Yes I agree, bit of a stretch. Based on their whitepaper, it's a smaller version of the original image, I guess just large enough to support the human verification step.

But I'm unsure that the thumbnail is included with every CSAM "voucher" -- it's likely only included when you pass the 30 image limit. Need to read that section more clearly.

A thumbnail is included with every safety voucher. However, it is encrypted with a key that resides on your hardware and is unknown to Apple. So Apple doesn't have enough information to decrypt your thumbnails at will.

A secret sharing scheme is used to drip-feed Apple the key: each time a positive match occurs, Apple learns a bit more about your key. Once the threshold is reached, Apple will have learned enough to recover your encryption key, and will be able to use it to decrypt all your matching thumbnails at once.

Fascinating, thanks for clarifying.
> Based on their whitepaper, it's a smaller version of the original image,

I seem to recall that the white paper speaks of a "visual derivative" without specifying it further.

The Technical Summary uses "visual derivative" without clarification, but their Threat Model PDF clarifies it further as thumbnails:

>The decrypted vouchers allow Apple servers to access a visual derivative – such as a low-resolution version – of each matching image.

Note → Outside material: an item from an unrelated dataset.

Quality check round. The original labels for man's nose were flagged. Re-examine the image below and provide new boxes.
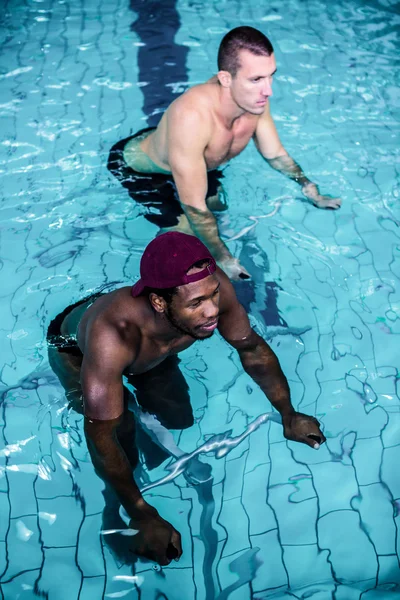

https://www.apple.com/child-safety/pdf/Security_Threat_Model...

Resized thumbnails aren't a stretch... they're a scale. Bum dum tiss.... I'll let myself out
Interesting technical problem/solution. Another benefit is saving on millions of server computations when modern iOS devices have neural chips etc.

I suppose folks who don’t like privacy implications can downgrade to an iPhone 4 and maybe it will not support the feature.

Or turn off iCloud syncing of photos.